Second, if you are under surveillance, you will almost never know. Which means if the government is snooping on, say, a dissenter—and not a terror suspect—one won’t know and can’t even challenge that decision before the court.
Third, the regime is opaque.
There is almost no information available about the bases on which surveillance decisions are taken, and how the legal standards are applied. Indeed, evidence seems to suggest that there are none: a 2014 RTI request revealed that, on an average, 250 surveillance requests are approved every day. It stands to reason that in a situation like this, approval resembles a rubber stamp more than an independent application of mind. (The Hindu)
Why you should care: Journalist Saikat Datta posted an excellent Twitter thread explaining the controversy.
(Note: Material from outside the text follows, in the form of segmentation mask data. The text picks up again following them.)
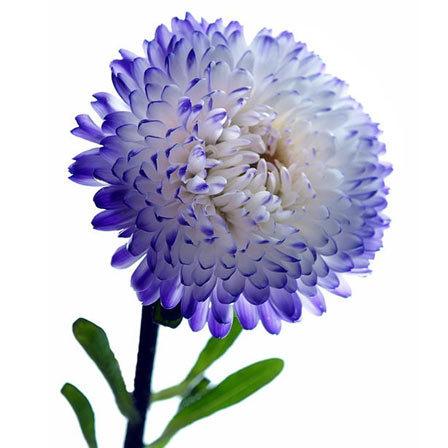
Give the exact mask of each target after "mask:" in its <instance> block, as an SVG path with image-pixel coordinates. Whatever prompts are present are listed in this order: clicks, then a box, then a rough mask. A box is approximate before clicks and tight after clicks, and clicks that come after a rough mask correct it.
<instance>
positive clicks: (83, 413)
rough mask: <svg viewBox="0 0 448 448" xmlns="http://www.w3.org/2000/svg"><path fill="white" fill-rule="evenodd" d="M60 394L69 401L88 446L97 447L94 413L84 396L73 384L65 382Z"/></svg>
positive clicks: (86, 399) (88, 403)
mask: <svg viewBox="0 0 448 448" xmlns="http://www.w3.org/2000/svg"><path fill="white" fill-rule="evenodd" d="M61 394H62V395H64V397H65V398H66V399H67V401H68V402H69V403H70V406H71V407H72V409H73V410H74V411H75V414H76V417H77V418H78V421H79V426H80V427H81V431H82V433H83V435H84V438H85V439H86V442H87V445H88V446H89V448H97V447H98V445H97V443H96V436H95V414H94V412H93V409H92V406H91V405H90V403H89V400H88V399H87V398H86V396H85V395H84V394H83V393H82V392H81V391H80V390H79V389H78V388H77V387H75V386H73V384H70V383H65V384H64V386H63V387H62V389H61Z"/></svg>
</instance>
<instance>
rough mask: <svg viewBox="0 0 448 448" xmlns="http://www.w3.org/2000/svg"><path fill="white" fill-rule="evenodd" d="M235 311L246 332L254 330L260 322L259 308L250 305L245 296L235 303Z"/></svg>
mask: <svg viewBox="0 0 448 448" xmlns="http://www.w3.org/2000/svg"><path fill="white" fill-rule="evenodd" d="M234 309H235V312H236V315H237V316H238V320H239V321H240V323H241V326H242V327H243V328H244V329H245V330H252V329H253V328H255V327H256V326H257V324H258V321H259V315H258V309H257V306H255V305H252V304H251V303H249V302H248V301H247V300H246V299H245V298H244V297H243V296H240V297H239V299H238V300H237V301H236V302H235V305H234Z"/></svg>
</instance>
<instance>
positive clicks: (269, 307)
mask: <svg viewBox="0 0 448 448" xmlns="http://www.w3.org/2000/svg"><path fill="white" fill-rule="evenodd" d="M258 312H259V314H260V318H261V322H262V324H263V326H264V328H266V330H267V331H268V332H269V333H271V334H279V333H280V330H281V328H282V321H281V319H280V316H279V315H278V314H277V312H276V311H275V310H274V308H272V305H271V304H270V303H269V302H264V303H263V304H262V305H259V306H258Z"/></svg>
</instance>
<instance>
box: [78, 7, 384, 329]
mask: <svg viewBox="0 0 448 448" xmlns="http://www.w3.org/2000/svg"><path fill="white" fill-rule="evenodd" d="M120 53H121V59H118V60H115V61H113V62H112V64H111V69H112V82H113V85H114V87H115V90H116V91H117V94H118V96H115V95H111V94H108V93H97V94H95V95H94V98H95V101H94V102H92V106H93V108H94V110H95V112H96V113H97V114H98V116H99V118H100V120H101V121H102V123H101V125H97V124H96V123H95V122H94V120H92V119H91V118H90V117H89V116H88V115H79V116H78V117H76V121H77V123H78V127H77V128H75V129H74V130H73V131H72V132H73V134H75V135H76V136H78V137H81V138H84V139H86V140H89V141H92V142H94V143H95V144H96V145H97V147H95V148H93V149H91V150H88V151H86V152H83V153H81V154H79V155H78V156H77V157H75V162H74V163H73V164H72V165H71V166H70V172H71V179H72V180H73V181H75V182H78V183H80V184H84V185H92V186H101V187H102V188H101V189H100V190H98V191H97V193H96V194H95V196H94V201H95V204H96V205H97V206H98V207H99V208H100V209H103V211H101V212H100V213H98V214H97V215H96V216H95V217H94V219H93V226H94V227H95V228H96V229H99V230H119V231H120V233H119V237H120V238H123V239H125V240H127V241H126V243H125V244H123V245H122V246H121V247H119V248H118V250H117V251H116V252H115V254H114V255H113V257H112V265H113V266H115V267H117V268H127V267H129V266H131V265H134V264H136V266H137V267H136V268H135V270H134V272H133V274H132V278H131V284H132V287H133V288H134V290H135V291H136V293H137V295H138V298H139V299H140V300H141V302H142V303H143V304H144V305H150V304H153V303H155V302H156V301H157V300H160V303H161V305H162V306H163V307H164V308H167V309H171V308H174V307H176V306H179V307H180V310H181V313H182V315H183V316H184V317H185V318H186V319H188V321H189V324H190V326H191V328H192V329H193V330H194V331H198V330H200V329H202V328H203V327H204V326H205V325H206V324H207V323H208V326H209V328H210V331H211V333H212V334H213V335H214V336H216V337H223V336H225V335H226V334H227V333H228V332H229V330H230V327H231V325H232V318H233V315H234V313H235V315H236V316H237V317H238V319H239V321H240V323H241V325H242V327H243V328H245V329H252V328H254V327H255V326H256V325H257V324H258V323H259V321H261V322H262V324H263V325H264V327H265V328H266V329H267V331H269V332H270V333H278V332H279V331H280V328H281V323H282V321H287V322H296V321H298V320H299V319H300V317H301V313H302V305H303V306H305V307H307V308H308V309H309V310H311V311H312V312H314V313H315V314H322V313H323V312H324V311H325V310H326V306H325V300H324V296H323V293H322V291H323V290H326V291H329V292H331V293H333V294H336V295H339V296H342V297H348V296H349V295H350V288H349V286H348V284H347V283H346V282H345V280H344V278H343V276H342V275H341V274H343V273H367V272H369V263H370V261H371V260H372V259H373V257H374V255H375V252H376V251H377V250H378V249H379V248H380V247H381V240H382V236H383V231H384V229H385V228H386V227H387V225H388V219H387V218H386V217H385V216H383V215H382V213H381V210H383V209H384V207H385V206H386V199H385V196H386V194H387V188H386V187H385V184H384V178H385V176H387V175H388V174H389V173H390V171H391V168H390V167H389V165H387V164H385V163H383V162H380V161H379V155H380V154H381V153H382V152H384V144H383V143H381V142H380V141H379V140H378V134H379V131H378V126H377V124H376V123H373V122H372V121H371V119H370V117H369V116H368V115H367V114H366V113H365V112H364V111H363V110H362V108H361V106H360V105H359V103H357V102H356V101H355V100H354V99H352V98H351V97H350V96H348V95H347V93H346V84H345V83H344V82H343V81H341V80H339V79H338V78H335V77H333V76H331V75H328V74H326V73H325V71H324V64H323V63H322V61H321V59H320V58H319V57H318V56H317V55H315V54H314V53H312V52H310V51H309V50H308V49H307V47H306V45H305V44H303V43H300V42H297V41H295V40H294V37H293V35H292V34H291V33H288V32H282V33H280V34H279V35H278V36H274V35H273V34H272V32H271V31H270V30H267V29H263V30H261V31H260V32H259V33H258V34H257V35H256V37H255V38H254V39H253V41H252V42H251V43H250V44H248V43H246V41H245V38H244V34H243V29H242V27H241V25H240V24H239V23H238V22H230V23H228V24H224V23H223V22H222V20H217V21H216V22H214V23H211V24H209V23H207V22H206V21H205V20H202V21H200V22H199V21H196V20H195V18H194V17H192V16H191V15H190V14H187V15H186V17H185V20H180V19H178V18H175V19H173V21H172V24H171V30H169V29H168V28H167V27H165V26H164V25H161V26H159V27H158V28H157V30H156V33H155V37H154V39H153V40H152V41H145V43H144V54H143V56H137V55H135V54H133V53H131V52H129V51H125V50H121V51H120Z"/></svg>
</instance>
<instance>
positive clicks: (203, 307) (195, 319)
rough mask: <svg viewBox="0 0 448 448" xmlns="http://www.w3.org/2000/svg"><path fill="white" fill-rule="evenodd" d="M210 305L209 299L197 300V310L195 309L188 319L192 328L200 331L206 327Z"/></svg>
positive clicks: (208, 313) (188, 321)
mask: <svg viewBox="0 0 448 448" xmlns="http://www.w3.org/2000/svg"><path fill="white" fill-rule="evenodd" d="M208 307H209V303H208V301H206V302H197V306H196V310H195V311H194V313H193V316H192V317H191V318H190V319H189V321H188V323H189V324H190V328H191V329H192V330H193V331H200V330H202V329H203V328H204V325H205V323H206V322H207V317H208V314H209V312H208ZM210 314H211V313H210Z"/></svg>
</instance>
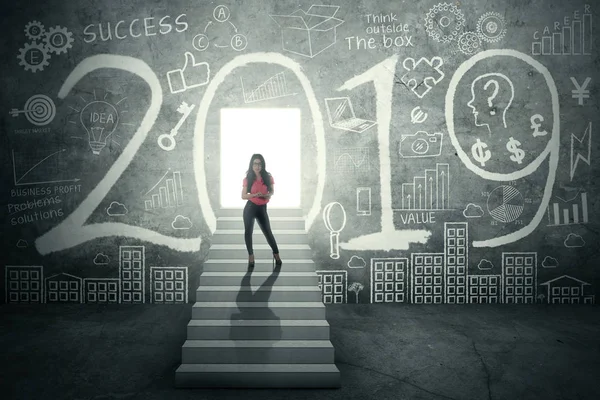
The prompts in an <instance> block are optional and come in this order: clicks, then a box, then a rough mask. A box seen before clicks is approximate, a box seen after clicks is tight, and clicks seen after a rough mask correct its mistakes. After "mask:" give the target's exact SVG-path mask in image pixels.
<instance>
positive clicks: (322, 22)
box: [270, 5, 344, 58]
mask: <svg viewBox="0 0 600 400" xmlns="http://www.w3.org/2000/svg"><path fill="white" fill-rule="evenodd" d="M338 9H339V7H338V6H324V5H313V6H311V7H310V8H309V9H308V11H306V12H304V11H303V10H297V11H295V12H293V13H292V14H290V15H270V17H271V18H272V19H273V20H274V21H275V22H277V24H278V25H279V26H280V27H281V41H282V43H283V49H284V50H285V51H289V52H291V53H295V54H300V55H302V56H306V57H311V58H312V57H314V56H316V55H317V54H319V53H320V52H322V51H323V50H325V49H326V48H328V47H330V46H332V45H333V44H334V43H335V41H336V28H337V27H338V26H339V25H341V24H343V23H344V21H342V20H341V19H338V18H334V17H333V16H334V15H335V14H336V13H337V11H338Z"/></svg>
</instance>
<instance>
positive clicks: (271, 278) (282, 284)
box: [200, 270, 319, 287]
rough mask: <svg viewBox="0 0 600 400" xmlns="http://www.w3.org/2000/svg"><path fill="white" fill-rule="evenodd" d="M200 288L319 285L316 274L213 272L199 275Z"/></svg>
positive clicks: (263, 272)
mask: <svg viewBox="0 0 600 400" xmlns="http://www.w3.org/2000/svg"><path fill="white" fill-rule="evenodd" d="M200 285H201V286H236V285H237V286H238V287H240V286H263V285H266V286H315V287H317V286H318V285H319V277H318V276H317V274H316V272H314V271H312V272H311V271H308V272H297V271H291V272H288V271H286V272H279V271H278V270H276V271H275V272H273V271H267V272H258V271H245V272H238V271H215V272H203V273H202V274H200Z"/></svg>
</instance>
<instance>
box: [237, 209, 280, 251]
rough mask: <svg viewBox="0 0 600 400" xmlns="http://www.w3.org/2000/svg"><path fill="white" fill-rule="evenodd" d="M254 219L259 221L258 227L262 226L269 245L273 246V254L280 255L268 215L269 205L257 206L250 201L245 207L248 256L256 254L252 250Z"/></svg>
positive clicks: (263, 233) (244, 229)
mask: <svg viewBox="0 0 600 400" xmlns="http://www.w3.org/2000/svg"><path fill="white" fill-rule="evenodd" d="M254 219H256V220H257V221H258V226H260V230H261V231H263V234H264V235H265V238H267V243H269V246H271V249H272V250H273V253H274V254H279V249H278V248H277V242H276V241H275V238H274V237H273V232H271V223H270V222H269V215H268V214H267V205H266V204H264V205H262V206H257V205H256V204H254V203H253V202H251V201H250V200H248V202H247V203H246V206H245V207H244V239H245V240H246V249H247V250H248V254H249V255H253V254H254V250H253V249H252V232H253V231H254Z"/></svg>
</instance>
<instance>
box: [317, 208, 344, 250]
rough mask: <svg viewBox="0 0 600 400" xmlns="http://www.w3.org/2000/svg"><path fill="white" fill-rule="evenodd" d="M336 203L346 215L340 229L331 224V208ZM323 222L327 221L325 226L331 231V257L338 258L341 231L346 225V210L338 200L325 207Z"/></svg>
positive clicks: (330, 241)
mask: <svg viewBox="0 0 600 400" xmlns="http://www.w3.org/2000/svg"><path fill="white" fill-rule="evenodd" d="M335 205H338V206H339V208H340V209H341V210H342V215H343V216H344V218H343V221H342V226H341V227H339V228H338V229H334V228H333V227H332V225H331V209H332V208H333V206H335ZM323 222H324V223H325V227H326V228H327V230H328V231H329V249H330V250H329V257H331V258H333V259H334V260H337V259H338V258H340V244H339V239H340V232H341V230H342V229H344V227H345V226H346V211H344V207H343V206H342V205H341V204H340V203H338V202H337V201H334V202H332V203H329V204H327V205H326V206H325V208H324V209H323Z"/></svg>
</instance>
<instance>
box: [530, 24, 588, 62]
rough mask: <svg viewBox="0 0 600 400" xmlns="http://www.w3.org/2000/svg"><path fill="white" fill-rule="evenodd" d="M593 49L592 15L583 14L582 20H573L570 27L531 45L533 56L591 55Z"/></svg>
mask: <svg viewBox="0 0 600 400" xmlns="http://www.w3.org/2000/svg"><path fill="white" fill-rule="evenodd" d="M591 48H592V14H583V15H582V18H581V19H573V20H572V21H571V25H570V26H563V27H562V29H560V30H558V31H556V30H555V31H554V32H552V34H546V35H542V36H541V38H540V40H538V41H535V42H533V43H532V44H531V54H533V55H535V56H539V55H542V56H549V55H573V56H576V55H586V56H588V55H590V54H591Z"/></svg>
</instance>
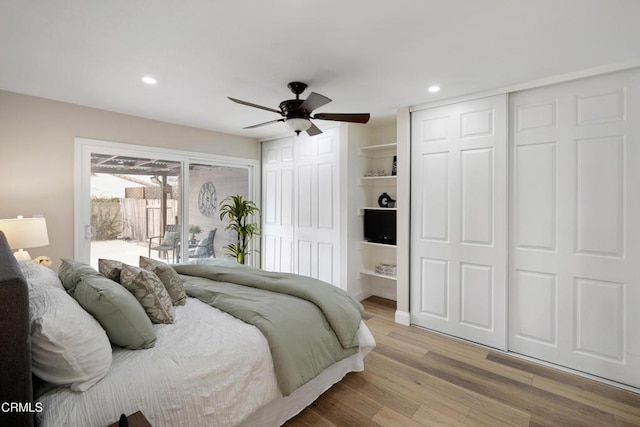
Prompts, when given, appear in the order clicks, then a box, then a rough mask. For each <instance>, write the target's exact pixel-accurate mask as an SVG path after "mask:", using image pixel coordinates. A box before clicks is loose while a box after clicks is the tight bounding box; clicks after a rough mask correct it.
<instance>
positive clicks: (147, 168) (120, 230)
mask: <svg viewBox="0 0 640 427" xmlns="http://www.w3.org/2000/svg"><path fill="white" fill-rule="evenodd" d="M181 169H182V163H181V162H179V161H175V160H167V159H162V158H150V157H145V158H143V157H132V156H124V155H114V154H104V153H98V152H92V153H91V176H90V183H91V186H90V188H91V192H90V204H91V208H90V211H91V217H90V218H91V221H90V225H91V228H90V245H89V246H90V262H91V265H93V266H97V265H98V259H99V258H110V259H113V258H117V259H118V260H120V261H122V262H125V263H127V264H134V265H137V264H138V259H139V257H140V255H144V256H149V257H152V258H156V259H161V260H166V261H172V262H175V261H176V258H177V256H178V254H179V250H180V230H179V229H178V226H179V224H180V217H181V208H180V197H179V194H180V191H179V190H180V181H181Z"/></svg>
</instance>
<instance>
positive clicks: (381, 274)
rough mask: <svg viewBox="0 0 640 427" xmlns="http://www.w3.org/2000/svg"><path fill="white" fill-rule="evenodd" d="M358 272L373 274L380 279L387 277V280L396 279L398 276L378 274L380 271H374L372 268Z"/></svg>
mask: <svg viewBox="0 0 640 427" xmlns="http://www.w3.org/2000/svg"><path fill="white" fill-rule="evenodd" d="M360 274H366V275H367V276H373V277H380V278H382V279H388V280H393V281H396V282H397V281H398V278H397V277H395V276H387V275H386V274H380V273H376V272H375V271H373V270H361V271H360Z"/></svg>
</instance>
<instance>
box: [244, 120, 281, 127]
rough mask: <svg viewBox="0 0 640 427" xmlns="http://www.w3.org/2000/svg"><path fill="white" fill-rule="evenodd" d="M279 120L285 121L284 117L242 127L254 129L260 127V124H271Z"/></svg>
mask: <svg viewBox="0 0 640 427" xmlns="http://www.w3.org/2000/svg"><path fill="white" fill-rule="evenodd" d="M277 122H284V119H278V120H269V121H268V122H264V123H258V124H257V125H253V126H247V127H246V128H242V129H253V128H258V127H260V126H264V125H270V124H271V123H277Z"/></svg>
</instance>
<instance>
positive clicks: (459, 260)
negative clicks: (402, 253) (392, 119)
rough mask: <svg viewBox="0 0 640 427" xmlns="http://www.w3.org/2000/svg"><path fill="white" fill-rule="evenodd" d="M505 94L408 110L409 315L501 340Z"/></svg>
mask: <svg viewBox="0 0 640 427" xmlns="http://www.w3.org/2000/svg"><path fill="white" fill-rule="evenodd" d="M506 114H507V98H506V95H501V96H495V97H490V98H483V99H479V100H474V101H469V102H464V103H460V104H454V105H448V106H444V107H439V108H434V109H429V110H424V111H419V112H416V113H413V114H412V119H411V126H412V135H411V144H412V147H411V148H412V153H411V158H412V165H411V166H412V167H411V174H412V176H411V182H412V184H411V321H412V323H414V324H417V325H420V326H424V327H427V328H430V329H433V330H436V331H440V332H444V333H447V334H451V335H455V336H457V337H461V338H465V339H468V340H471V341H475V342H478V343H482V344H485V345H489V346H492V347H496V348H500V349H504V348H506V330H505V326H506V301H505V298H506V296H505V288H506V284H505V283H506V282H505V276H506V272H507V267H506V247H507V239H506V228H507V225H506V220H507V218H506V217H507V206H506V203H507V202H506V195H507V183H506V180H507V116H506Z"/></svg>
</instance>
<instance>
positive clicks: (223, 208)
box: [220, 195, 260, 264]
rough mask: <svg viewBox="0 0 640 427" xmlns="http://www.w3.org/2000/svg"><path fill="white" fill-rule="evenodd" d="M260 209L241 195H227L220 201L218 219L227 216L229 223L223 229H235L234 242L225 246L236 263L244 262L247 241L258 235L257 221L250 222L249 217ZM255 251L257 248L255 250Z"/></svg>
mask: <svg viewBox="0 0 640 427" xmlns="http://www.w3.org/2000/svg"><path fill="white" fill-rule="evenodd" d="M259 214H260V209H258V207H257V206H256V205H255V203H253V202H252V201H251V200H244V199H243V198H242V196H240V195H236V196H229V197H227V198H226V199H224V200H223V201H222V202H220V219H221V220H223V219H224V217H225V216H228V217H229V225H227V227H226V228H225V230H231V231H235V232H236V235H237V239H236V243H230V244H228V245H227V246H225V249H228V250H229V252H230V253H231V254H230V256H233V257H235V258H236V262H237V263H238V264H244V259H245V257H246V256H247V255H249V252H250V251H249V243H251V239H253V237H254V236H259V235H260V229H259V228H258V223H257V222H250V221H249V219H250V217H253V215H259ZM255 251H256V252H257V249H256V250H255Z"/></svg>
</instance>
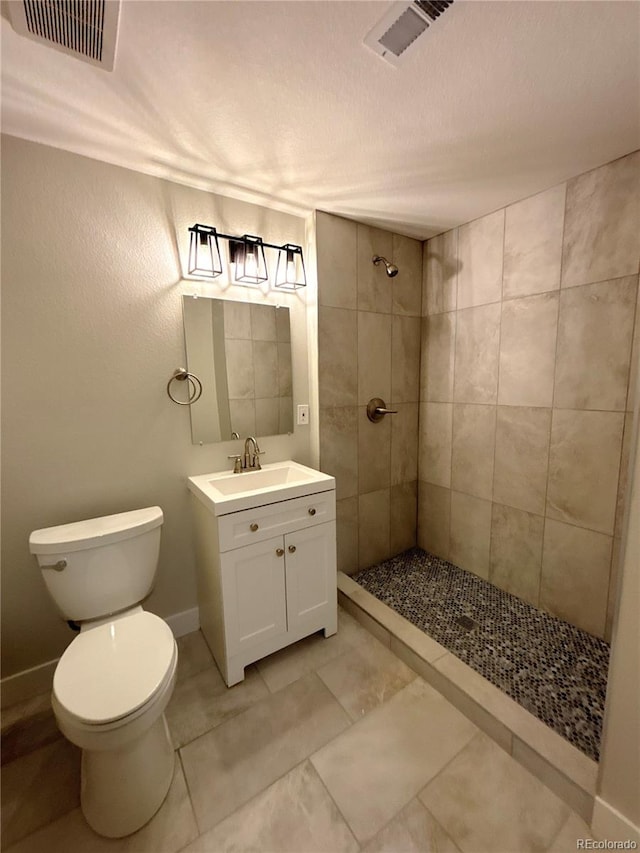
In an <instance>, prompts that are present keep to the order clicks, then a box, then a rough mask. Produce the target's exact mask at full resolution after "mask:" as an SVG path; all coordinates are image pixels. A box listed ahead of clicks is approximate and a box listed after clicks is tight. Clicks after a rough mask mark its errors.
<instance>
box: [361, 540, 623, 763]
mask: <svg viewBox="0 0 640 853" xmlns="http://www.w3.org/2000/svg"><path fill="white" fill-rule="evenodd" d="M353 580H354V581H356V583H358V584H359V585H360V586H362V587H364V588H365V589H366V590H368V591H369V592H370V593H372V594H373V595H375V596H376V598H378V599H379V600H380V601H382V602H384V603H385V604H386V605H388V606H389V607H391V608H392V609H393V610H395V611H396V612H397V613H400V615H401V616H404V617H405V619H408V620H409V621H410V622H412V623H413V624H414V625H415V626H416V627H418V628H420V629H421V630H422V631H424V632H425V633H426V634H427V635H428V636H429V637H432V638H433V639H434V640H436V642H438V643H440V644H441V645H442V646H444V647H445V648H447V649H448V650H449V651H450V652H452V653H453V654H454V655H455V656H456V657H458V658H460V660H462V661H464V662H465V663H466V664H468V665H469V666H470V667H471V668H472V669H475V671H476V672H479V673H480V675H482V676H483V677H484V678H486V679H487V680H488V681H490V682H491V683H492V684H494V685H495V686H496V687H499V688H500V690H502V691H503V692H504V693H506V694H507V696H511V698H512V699H515V701H516V702H518V703H519V704H520V705H522V707H523V708H526V709H527V711H529V712H530V713H532V714H534V715H535V716H536V717H537V718H538V719H539V720H542V722H543V723H545V724H546V725H547V726H549V727H550V728H552V729H553V730H554V731H556V732H558V734H559V735H561V736H562V737H564V738H565V739H566V740H568V741H569V743H572V744H573V745H574V746H576V747H577V748H578V749H580V750H581V751H582V752H583V753H584V754H585V755H587V756H589V758H592V759H593V760H594V761H598V758H599V753H600V738H601V735H602V720H603V717H604V703H605V698H606V693H607V674H608V670H609V645H608V643H605V642H604V640H600V639H598V638H597V637H593V636H592V635H591V634H587V633H586V632H585V631H581V630H580V629H579V628H576V627H575V626H574V625H570V624H569V623H568V622H564V621H563V620H562V619H556V618H555V617H554V616H551V615H549V614H548V613H545V612H543V611H542V610H538V609H537V608H536V607H533V606H532V605H531V604H528V603H527V602H526V601H523V600H522V599H520V598H516V596H515V595H510V594H509V593H508V592H505V591H504V590H502V589H498V587H496V586H494V585H493V584H492V583H489V581H487V580H484V579H483V578H480V577H478V576H477V575H474V574H472V573H471V572H467V571H465V570H464V569H460V568H458V566H454V565H453V563H449V562H447V561H446V560H441V559H440V558H439V557H436V556H434V555H433V554H429V553H428V552H427V551H423V550H422V549H421V548H412V549H410V550H408V551H405V552H404V553H402V554H399V555H398V556H396V557H392V558H391V559H390V560H386V561H385V562H383V563H379V564H378V565H376V566H372V567H371V568H369V569H365V570H364V571H361V572H358V573H357V574H356V575H354V576H353ZM460 617H470V618H471V619H472V620H473V623H472V624H473V627H472V628H471V630H468V629H465V628H464V627H462V626H461V625H460V624H459V622H458V619H459V618H460Z"/></svg>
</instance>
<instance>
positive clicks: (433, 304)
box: [422, 228, 459, 316]
mask: <svg viewBox="0 0 640 853" xmlns="http://www.w3.org/2000/svg"><path fill="white" fill-rule="evenodd" d="M458 266H459V264H458V229H457V228H455V229H454V230H453V231H447V232H446V233H445V234H439V235H438V236H437V237H432V238H431V240H427V242H426V243H425V244H424V250H423V255H422V276H423V278H422V313H423V314H424V315H425V316H427V315H429V314H441V313H442V312H443V311H455V309H456V298H457V296H456V294H457V287H458Z"/></svg>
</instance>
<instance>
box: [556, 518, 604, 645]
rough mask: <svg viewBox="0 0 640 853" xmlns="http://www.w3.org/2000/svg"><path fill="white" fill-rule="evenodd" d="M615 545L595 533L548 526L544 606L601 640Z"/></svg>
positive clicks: (598, 534) (603, 535)
mask: <svg viewBox="0 0 640 853" xmlns="http://www.w3.org/2000/svg"><path fill="white" fill-rule="evenodd" d="M611 543H612V538H611V536H604V535H603V534H602V533H594V531H593V530H583V529H581V528H580V527H573V526H572V525H569V524H563V523H562V522H560V521H553V520H552V519H550V518H548V519H547V522H546V524H545V531H544V546H543V552H542V579H541V583H540V605H541V607H543V608H544V609H545V610H548V611H549V612H550V613H553V614H554V615H555V616H559V617H560V619H566V620H567V621H568V622H571V623H572V624H573V625H577V626H578V628H582V630H583V631H588V632H589V633H590V634H595V635H596V636H597V637H602V636H603V634H604V629H605V619H606V611H607V593H608V587H609V567H610V564H611Z"/></svg>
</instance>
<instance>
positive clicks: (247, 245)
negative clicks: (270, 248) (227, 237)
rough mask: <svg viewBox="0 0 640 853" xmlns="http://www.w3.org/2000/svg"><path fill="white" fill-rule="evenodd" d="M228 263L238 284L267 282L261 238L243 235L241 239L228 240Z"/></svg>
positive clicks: (234, 278) (267, 276) (265, 265)
mask: <svg viewBox="0 0 640 853" xmlns="http://www.w3.org/2000/svg"><path fill="white" fill-rule="evenodd" d="M229 261H230V262H231V264H232V265H233V267H234V279H235V281H236V282H237V283H238V284H262V282H263V281H268V280H269V273H268V271H267V261H266V258H265V256H264V243H263V242H262V237H252V236H251V234H245V235H244V237H242V239H236V240H233V239H231V240H229Z"/></svg>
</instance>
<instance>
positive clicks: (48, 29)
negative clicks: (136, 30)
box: [7, 0, 120, 71]
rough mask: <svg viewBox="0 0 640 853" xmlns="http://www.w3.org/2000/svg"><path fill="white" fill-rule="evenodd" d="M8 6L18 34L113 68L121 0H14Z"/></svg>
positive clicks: (102, 65) (90, 61)
mask: <svg viewBox="0 0 640 853" xmlns="http://www.w3.org/2000/svg"><path fill="white" fill-rule="evenodd" d="M7 5H8V7H9V15H10V17H11V23H12V25H13V28H14V30H15V31H16V32H17V33H19V34H20V35H21V36H26V37H27V38H30V39H33V40H34V41H38V42H40V43H41V44H46V45H48V46H49V47H53V48H55V49H56V50H61V51H62V52H63V53H68V54H70V55H71V56H75V57H77V58H78V59H81V60H82V61H83V62H89V63H90V64H91V65H97V66H98V67H99V68H104V69H105V71H113V64H114V60H115V55H116V37H117V34H118V17H119V15H120V0H13V2H11V3H8V4H7Z"/></svg>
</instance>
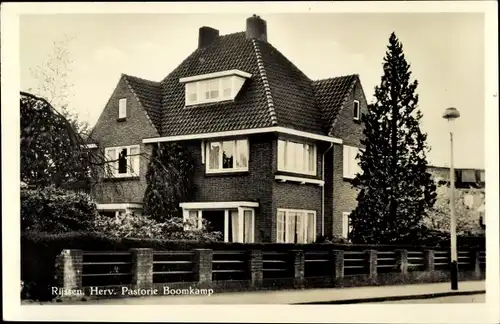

Here is a snippet from his tweets:
So you may want to ask where is all this surveillance material going? And who is using it? And for what? The common answer to all this is the Government. Whoever is in power uses this massive surveillance machinery to spy on us, the citizens. And this won’t change unless we realise how dangerous this is and what surveillance does to a democracy. It gives power to a very few people to control the rest of us. And we don’t even realise it. That’s what surveillance does.